TORONTO – The economic benefits appear to be massive. Now the main question is whether the federal government will approve it this time.
Nearly a year after Ottawa rejected Taseko Mines Ltd.’s Prosperity project in central British Columbia, the company is highlighting a third-party economic study that shows the proposed mine would increase real gross domestic product in Canada by $11-billion over the next two decades, while creating an estimated 71,000 jobs.
The study, prepared by the Centre for Spatial Economics, also suggests government revenue would rise by $9.8-billion over the life of the mine, and the B.C. population would grow by an estimated 5,400.
“It just shows you the kind of economic impact one mine can have. It’s unreal,” Taseko chief executive Russell Hallbauer said. Prosperity, 125 kilometres southwest of Williams Lake, is already one of the most controversial mining projects in Canadian history, well before any shovel has been put into the ground.
The B.C. government approved the proposed coppergold mine, seeing it as a cornerstone in a new era of mine construction in the province.

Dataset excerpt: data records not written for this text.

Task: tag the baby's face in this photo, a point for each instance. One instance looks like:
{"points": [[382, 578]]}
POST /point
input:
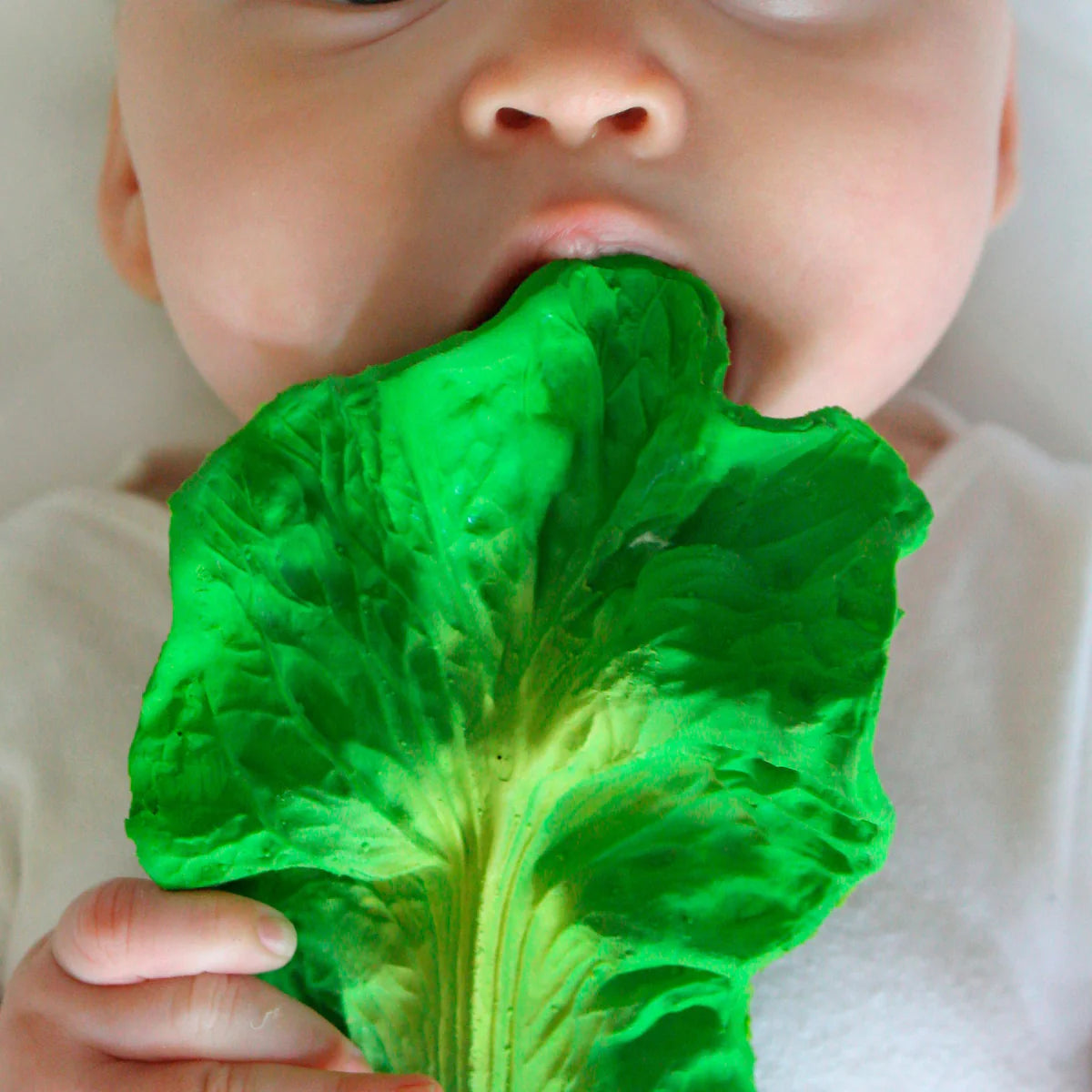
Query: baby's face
{"points": [[316, 186]]}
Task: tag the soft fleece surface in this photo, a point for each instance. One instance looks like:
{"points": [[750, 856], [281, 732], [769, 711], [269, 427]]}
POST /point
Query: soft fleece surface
{"points": [[91, 374]]}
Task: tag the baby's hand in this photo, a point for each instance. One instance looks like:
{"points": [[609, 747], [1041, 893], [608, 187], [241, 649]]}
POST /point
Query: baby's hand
{"points": [[135, 980]]}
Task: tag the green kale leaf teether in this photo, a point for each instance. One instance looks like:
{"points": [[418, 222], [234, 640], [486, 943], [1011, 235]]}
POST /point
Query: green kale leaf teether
{"points": [[536, 682]]}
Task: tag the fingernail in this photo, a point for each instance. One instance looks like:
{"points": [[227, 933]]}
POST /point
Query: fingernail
{"points": [[277, 933]]}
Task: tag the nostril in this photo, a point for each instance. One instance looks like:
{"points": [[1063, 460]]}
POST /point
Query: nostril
{"points": [[632, 119], [508, 117]]}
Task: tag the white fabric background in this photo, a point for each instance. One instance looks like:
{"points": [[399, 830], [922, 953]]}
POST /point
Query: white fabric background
{"points": [[90, 372]]}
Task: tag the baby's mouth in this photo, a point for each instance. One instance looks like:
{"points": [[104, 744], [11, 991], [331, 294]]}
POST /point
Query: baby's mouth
{"points": [[507, 279], [583, 229]]}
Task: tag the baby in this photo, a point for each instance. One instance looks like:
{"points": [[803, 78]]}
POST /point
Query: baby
{"points": [[311, 187]]}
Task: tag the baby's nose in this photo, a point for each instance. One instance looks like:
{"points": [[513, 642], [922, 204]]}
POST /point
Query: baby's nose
{"points": [[632, 102]]}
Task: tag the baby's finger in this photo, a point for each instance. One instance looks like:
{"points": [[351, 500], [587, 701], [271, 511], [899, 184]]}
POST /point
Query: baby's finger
{"points": [[252, 1077], [128, 931], [216, 1016]]}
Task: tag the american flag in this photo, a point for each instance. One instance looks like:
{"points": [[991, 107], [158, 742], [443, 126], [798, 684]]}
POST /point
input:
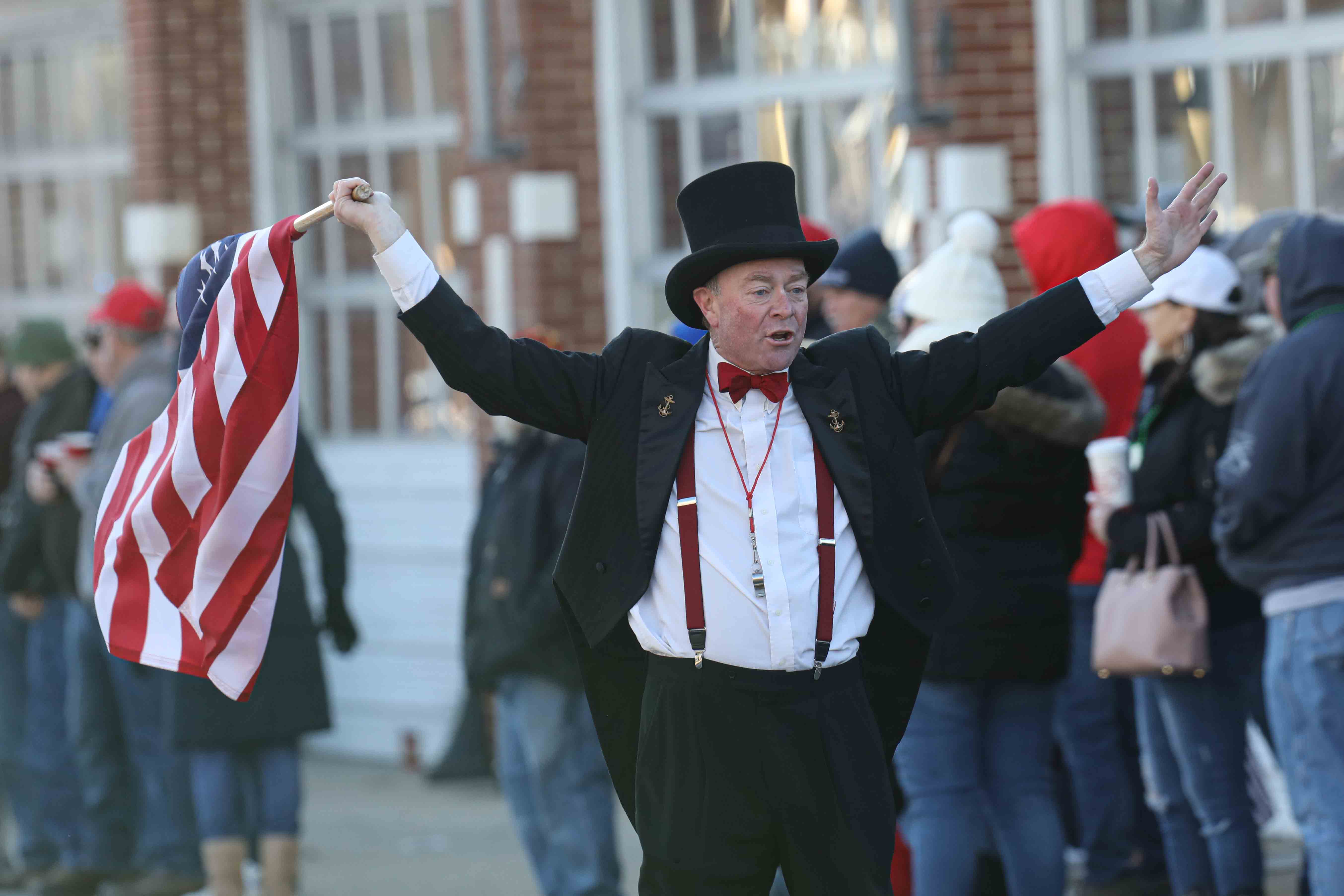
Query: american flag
{"points": [[191, 529]]}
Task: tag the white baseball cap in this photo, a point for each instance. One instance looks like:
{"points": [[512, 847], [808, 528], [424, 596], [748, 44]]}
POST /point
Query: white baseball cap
{"points": [[1206, 280]]}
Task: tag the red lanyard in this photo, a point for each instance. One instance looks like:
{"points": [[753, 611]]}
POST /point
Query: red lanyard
{"points": [[690, 537]]}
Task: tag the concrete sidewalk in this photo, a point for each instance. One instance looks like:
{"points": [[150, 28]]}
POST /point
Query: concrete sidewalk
{"points": [[377, 831]]}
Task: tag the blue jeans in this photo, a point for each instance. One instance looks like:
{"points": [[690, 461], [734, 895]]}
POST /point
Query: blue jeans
{"points": [[1193, 733], [37, 770], [554, 778], [248, 789], [976, 752], [135, 788], [1095, 725], [1304, 681]]}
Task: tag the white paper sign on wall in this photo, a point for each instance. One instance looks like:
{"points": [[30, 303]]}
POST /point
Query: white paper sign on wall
{"points": [[974, 177], [543, 206]]}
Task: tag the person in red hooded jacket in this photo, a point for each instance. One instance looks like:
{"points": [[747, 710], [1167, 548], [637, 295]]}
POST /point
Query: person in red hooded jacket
{"points": [[1095, 718]]}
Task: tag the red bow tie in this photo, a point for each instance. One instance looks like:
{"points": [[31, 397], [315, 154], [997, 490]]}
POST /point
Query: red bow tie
{"points": [[737, 382]]}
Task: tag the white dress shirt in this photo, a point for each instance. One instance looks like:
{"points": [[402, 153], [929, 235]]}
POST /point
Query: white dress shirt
{"points": [[779, 633]]}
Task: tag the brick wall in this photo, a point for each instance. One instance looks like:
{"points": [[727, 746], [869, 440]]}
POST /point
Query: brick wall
{"points": [[189, 109], [556, 284], [991, 92]]}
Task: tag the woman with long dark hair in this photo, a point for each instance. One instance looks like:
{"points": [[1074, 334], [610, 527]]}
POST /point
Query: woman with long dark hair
{"points": [[1193, 731]]}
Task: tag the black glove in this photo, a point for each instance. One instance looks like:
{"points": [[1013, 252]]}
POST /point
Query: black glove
{"points": [[341, 625]]}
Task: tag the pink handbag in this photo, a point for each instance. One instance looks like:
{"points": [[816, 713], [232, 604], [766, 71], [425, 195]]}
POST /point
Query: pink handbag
{"points": [[1152, 621]]}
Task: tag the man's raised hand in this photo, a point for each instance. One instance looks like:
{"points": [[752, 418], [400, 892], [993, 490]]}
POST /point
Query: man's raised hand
{"points": [[1175, 232], [377, 217]]}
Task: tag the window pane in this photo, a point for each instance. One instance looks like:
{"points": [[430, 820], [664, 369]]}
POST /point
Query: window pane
{"points": [[849, 170], [363, 362], [1175, 15], [780, 139], [1113, 117], [1327, 74], [1263, 140], [443, 57], [394, 41], [667, 162], [1111, 19], [1242, 13], [1185, 125], [18, 249], [781, 36], [715, 46], [315, 242], [721, 140], [41, 101], [663, 57], [111, 74], [842, 36], [302, 72], [406, 190], [82, 96], [358, 257], [885, 41], [320, 338], [350, 84], [9, 128]]}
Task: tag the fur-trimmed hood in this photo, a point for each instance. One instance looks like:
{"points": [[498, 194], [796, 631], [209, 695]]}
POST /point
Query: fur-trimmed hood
{"points": [[1218, 373]]}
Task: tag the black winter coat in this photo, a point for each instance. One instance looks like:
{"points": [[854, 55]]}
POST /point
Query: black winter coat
{"points": [[865, 408], [1178, 472], [1011, 506], [514, 620], [38, 550], [289, 698]]}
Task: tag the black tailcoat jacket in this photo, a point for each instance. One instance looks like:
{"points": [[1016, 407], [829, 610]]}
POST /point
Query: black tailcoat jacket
{"points": [[611, 401]]}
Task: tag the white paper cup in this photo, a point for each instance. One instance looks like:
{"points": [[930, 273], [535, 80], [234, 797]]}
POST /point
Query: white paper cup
{"points": [[1109, 463]]}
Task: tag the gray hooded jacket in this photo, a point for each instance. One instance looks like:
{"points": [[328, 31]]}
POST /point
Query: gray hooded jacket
{"points": [[1280, 518], [140, 397]]}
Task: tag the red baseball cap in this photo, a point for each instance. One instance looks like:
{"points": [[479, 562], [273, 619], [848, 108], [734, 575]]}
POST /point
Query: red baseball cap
{"points": [[131, 305], [815, 230]]}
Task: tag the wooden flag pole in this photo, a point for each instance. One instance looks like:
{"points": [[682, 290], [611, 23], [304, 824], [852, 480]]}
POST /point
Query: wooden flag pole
{"points": [[363, 194]]}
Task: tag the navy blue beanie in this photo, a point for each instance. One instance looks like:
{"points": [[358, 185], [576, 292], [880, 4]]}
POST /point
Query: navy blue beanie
{"points": [[863, 265]]}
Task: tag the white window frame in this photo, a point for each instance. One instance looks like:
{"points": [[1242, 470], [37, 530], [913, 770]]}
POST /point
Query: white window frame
{"points": [[1069, 154], [25, 32], [630, 101], [279, 146]]}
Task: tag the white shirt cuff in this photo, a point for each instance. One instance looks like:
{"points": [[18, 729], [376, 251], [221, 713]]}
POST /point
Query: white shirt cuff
{"points": [[408, 271], [1113, 287]]}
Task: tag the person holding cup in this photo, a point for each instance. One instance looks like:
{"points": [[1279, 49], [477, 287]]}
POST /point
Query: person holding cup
{"points": [[1191, 731]]}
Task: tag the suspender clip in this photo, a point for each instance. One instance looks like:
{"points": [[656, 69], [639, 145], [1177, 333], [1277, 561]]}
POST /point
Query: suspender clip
{"points": [[698, 645], [819, 656]]}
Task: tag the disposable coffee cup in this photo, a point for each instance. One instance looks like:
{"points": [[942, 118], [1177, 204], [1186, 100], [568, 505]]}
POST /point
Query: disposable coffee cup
{"points": [[77, 444], [49, 453], [1109, 463]]}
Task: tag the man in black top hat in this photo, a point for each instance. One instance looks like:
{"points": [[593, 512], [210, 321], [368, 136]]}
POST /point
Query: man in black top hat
{"points": [[750, 575], [857, 289]]}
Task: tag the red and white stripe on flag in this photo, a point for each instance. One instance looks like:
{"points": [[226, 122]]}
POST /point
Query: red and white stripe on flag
{"points": [[191, 529]]}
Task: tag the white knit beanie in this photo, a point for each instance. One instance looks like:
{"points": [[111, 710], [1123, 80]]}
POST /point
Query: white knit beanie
{"points": [[959, 281]]}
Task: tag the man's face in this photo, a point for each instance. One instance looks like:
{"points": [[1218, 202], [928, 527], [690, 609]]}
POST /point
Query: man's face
{"points": [[849, 308], [759, 314]]}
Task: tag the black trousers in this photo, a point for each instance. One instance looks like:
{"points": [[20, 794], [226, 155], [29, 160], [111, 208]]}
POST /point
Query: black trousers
{"points": [[743, 772]]}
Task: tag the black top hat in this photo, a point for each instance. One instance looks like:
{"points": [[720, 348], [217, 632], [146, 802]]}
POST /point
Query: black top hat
{"points": [[734, 215]]}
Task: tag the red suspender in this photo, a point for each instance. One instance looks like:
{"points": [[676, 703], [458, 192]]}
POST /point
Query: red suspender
{"points": [[826, 559], [689, 529]]}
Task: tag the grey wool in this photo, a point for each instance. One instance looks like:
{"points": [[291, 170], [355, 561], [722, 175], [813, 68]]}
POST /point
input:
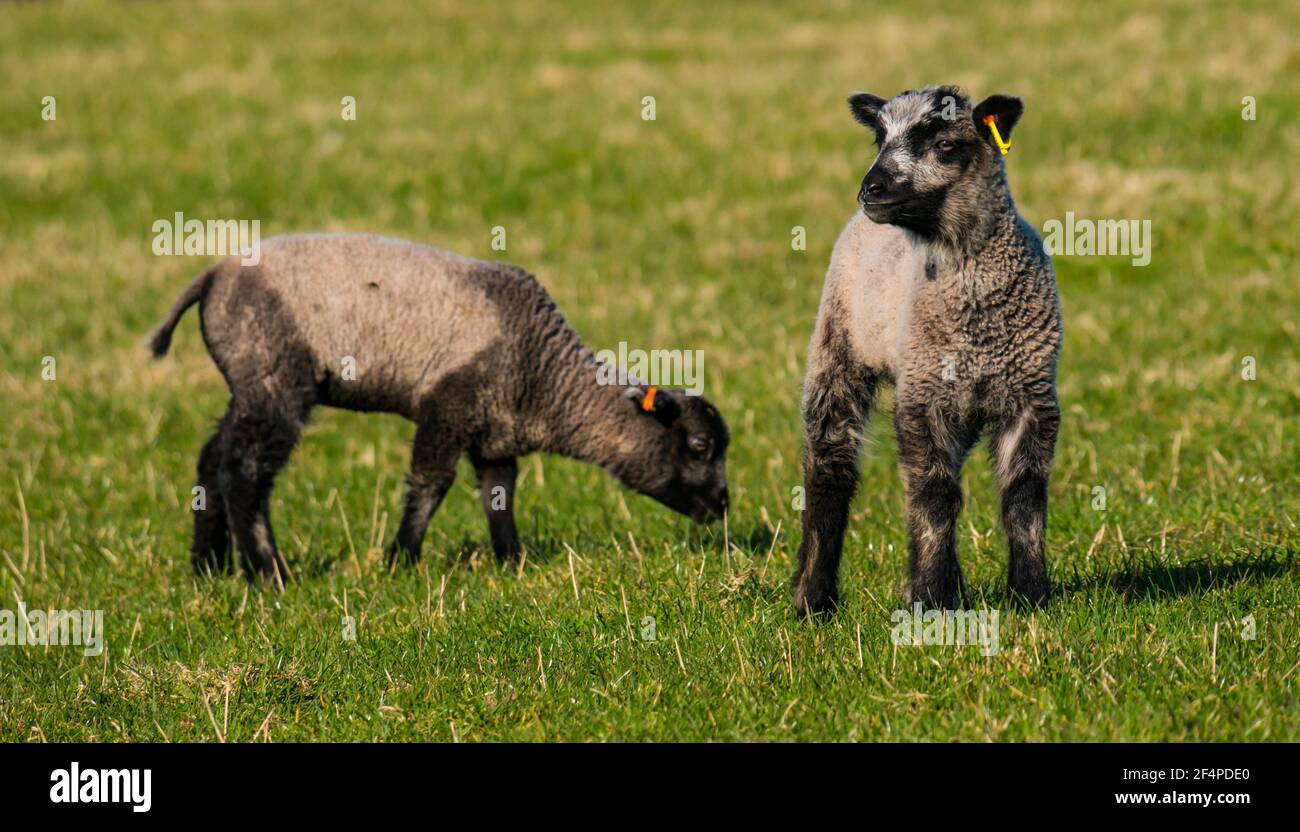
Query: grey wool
{"points": [[937, 287], [473, 352]]}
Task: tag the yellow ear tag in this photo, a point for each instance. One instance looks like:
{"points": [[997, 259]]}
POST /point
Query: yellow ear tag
{"points": [[997, 137]]}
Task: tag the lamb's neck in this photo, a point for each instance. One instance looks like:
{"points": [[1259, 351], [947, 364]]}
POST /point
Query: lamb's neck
{"points": [[589, 419], [992, 224]]}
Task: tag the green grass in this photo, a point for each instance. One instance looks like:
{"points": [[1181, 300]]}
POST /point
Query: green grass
{"points": [[667, 233]]}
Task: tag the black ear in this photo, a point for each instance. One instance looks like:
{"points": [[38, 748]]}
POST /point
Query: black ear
{"points": [[1005, 109], [654, 402], [866, 109]]}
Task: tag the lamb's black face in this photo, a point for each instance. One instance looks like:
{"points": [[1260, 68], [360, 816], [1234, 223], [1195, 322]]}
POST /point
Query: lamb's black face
{"points": [[688, 471], [936, 155]]}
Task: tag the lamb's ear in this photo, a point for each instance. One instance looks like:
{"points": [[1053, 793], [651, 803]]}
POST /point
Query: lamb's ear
{"points": [[866, 109], [654, 402], [1006, 111]]}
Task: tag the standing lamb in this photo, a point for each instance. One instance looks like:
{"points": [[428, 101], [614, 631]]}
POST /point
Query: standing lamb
{"points": [[475, 352], [939, 287]]}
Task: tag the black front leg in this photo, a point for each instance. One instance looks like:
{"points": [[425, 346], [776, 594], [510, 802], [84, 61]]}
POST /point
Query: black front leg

But then Ottawa rejected it last November on environmental grounds, citing Taseko’s plan to drain a 111-hectare body of water called Fish Lake.
That triggered a controversy over how the two governments could come to different conclusions when given the same information. There was even a probe over a potential leak of Ottawa’s decision, though that went nowhere.
Taseko had to go back to the drawing board. In June of this year, the Vancouver-based company submitted a new mine plan for Prosperity (now dubbed New Prosperity) that would save Fish Lake at a cost of about $300-million.